CFPB eliminates ban on joint marketing agreements between mortgage, other RE professionals

Previous legislation was deemed too muddled to ensure industry compliance

CFPB eliminates ban on joint marketing agreements between mortgage, other RE professionals

Last week, the Consumer Financial Protection bureau revoked CFPB Compliance Bulletin 2015-05, the five-year old piece of legislation that essentially banned joint marketing agreements between lenders, real estate agents and other service providers involved in the business of home buying.

In a statement posted to the CFPB website on October 7, the Bureau said it “determined that Compliance Bulletin 2015-05, RESPA Compliance and Marketing Services Agreements, does not provide the regulatory clarity needed on how to comply with RESPA and Regulation X and therefore is rescinding it. The Bureau’s rescission of the Bulletin does not mean that MSAs are per se or presumptively legal.”

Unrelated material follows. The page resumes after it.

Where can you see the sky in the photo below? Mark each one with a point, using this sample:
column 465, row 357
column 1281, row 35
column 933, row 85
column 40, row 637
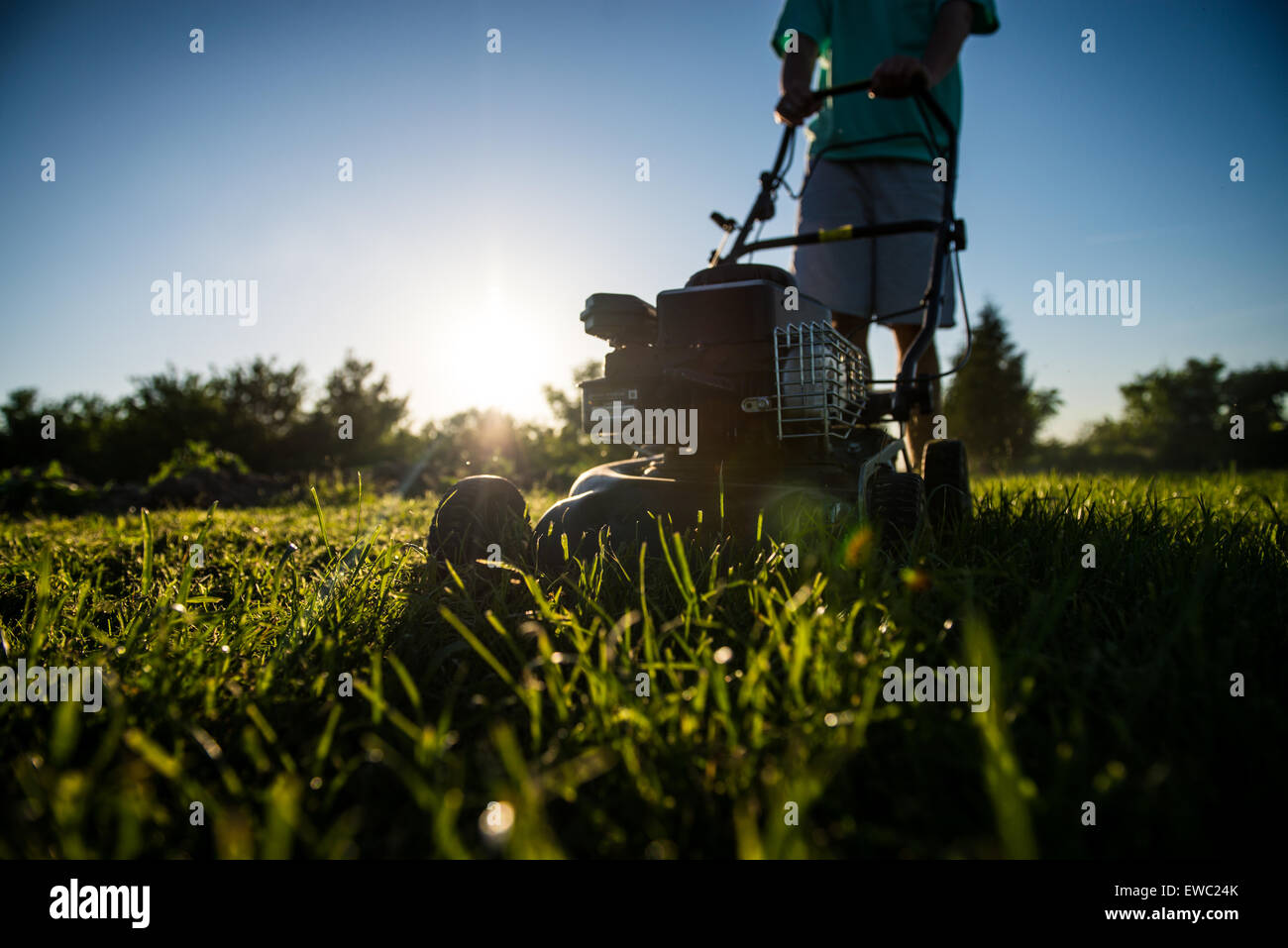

Going forward, the statement continued, determining whether certain MSAs violate RESPA Section 8 will depend on “specific facts and circumstances, including the details of how the MSA is structured and implemented. MSAs remain subject to scrutiny, and we remain committed to vigorous enforcement of RESPA Section 8.”

The rescinded bulletin was originally issued to “remind participants in the mortgage industry of the prohibition on kickbacks and referral fees” included in the Real Estate Settlement Procedures Act (RESPA), and to “describe the substantial risks posed by entering into marketing services agreements.” It followed investigations on the part of the CFPB which determined that “many MSAs are designed to evade RESPA’s prohibition on the payment and acceptance of kickbacks and referral fees.”

Teresa Tims of TDR Mortgage and Real Estate says joint marketing agreements are nothing but trouble for consumers.

“It's a pay-to-play thing,” Tims says, “and the consumer is the one that takes it in the shorts. Anything where you work with an affiliate and get paid in return for leads or business is unethical.  I work with title, escrow, home inspectors, etc. because they do a good job and give me a fair price for their expertise – not because they pay me for the business.”

Tims says that in the first year of her career she was the “preferred mortgage lender” at a real state company. She describes the experience as “the biggest waste of time.” The agreement she was part of required her to use the company’s in-house escrow. She says the fees were triple the normal cost, and if she secured a buyer lead, she was then required to charge clients double the processing costs.

“I have direct experience in that genre, and it’s fucking bullshit,” she says. “It’s a crime to the consumer and I don’t believe in it at all.”

Bye-bye bulletin
Bulletin 2015-05 did a decent job of explaining how joint marketing agreements, which are often thinly-veiled kickback arrangements for referrals, can increase costs for home buyers, but in describing it as a “non-binding general statement of policy” that “does not impose any new or revise any existing recordkeeping, reporting, or disclosure requirements”, the CFPB essentially released a helpful list of activities lenders should be aware of while providing no guidance or rules around how they can better comply with RESPA.

The Bureau has replaced the bulletin with 14 frequently asked questions regarding RESPA, primarily focused on Section 8 of the Act, which prohibits the practice of paying fees, kickbacks or gifts to referral sources in real estate transactions involving mortgage loans.

The FAQs provide clarity around RESPA, especially for those relatively new to the industry. They discuss, among other topics:

  • The kinds of payments that are not prohibited under RESPA
  • Which individuals, entities and transactions are covered by Section 8 of the Act
  • What specific activities are prohibited
  • What MSAs are and how provisions in RESPA apply when determining whether an MSA is lawful

They also provide examples of the kinds of MSAs that are prohibited by RESPA.

According to a group of partners and associates practicing at Venable LLP’s Washington, D.C., office, who wrote about the CFPB’s action on Wednesday, the FAQs, while helpful, do not replace the original bulletin, a fact that could actually increase the confusion around MSAs. 

“Industry participants will need to review the CFPB's guidance and their MSA policies to determine if updates are needed,” the group wrote.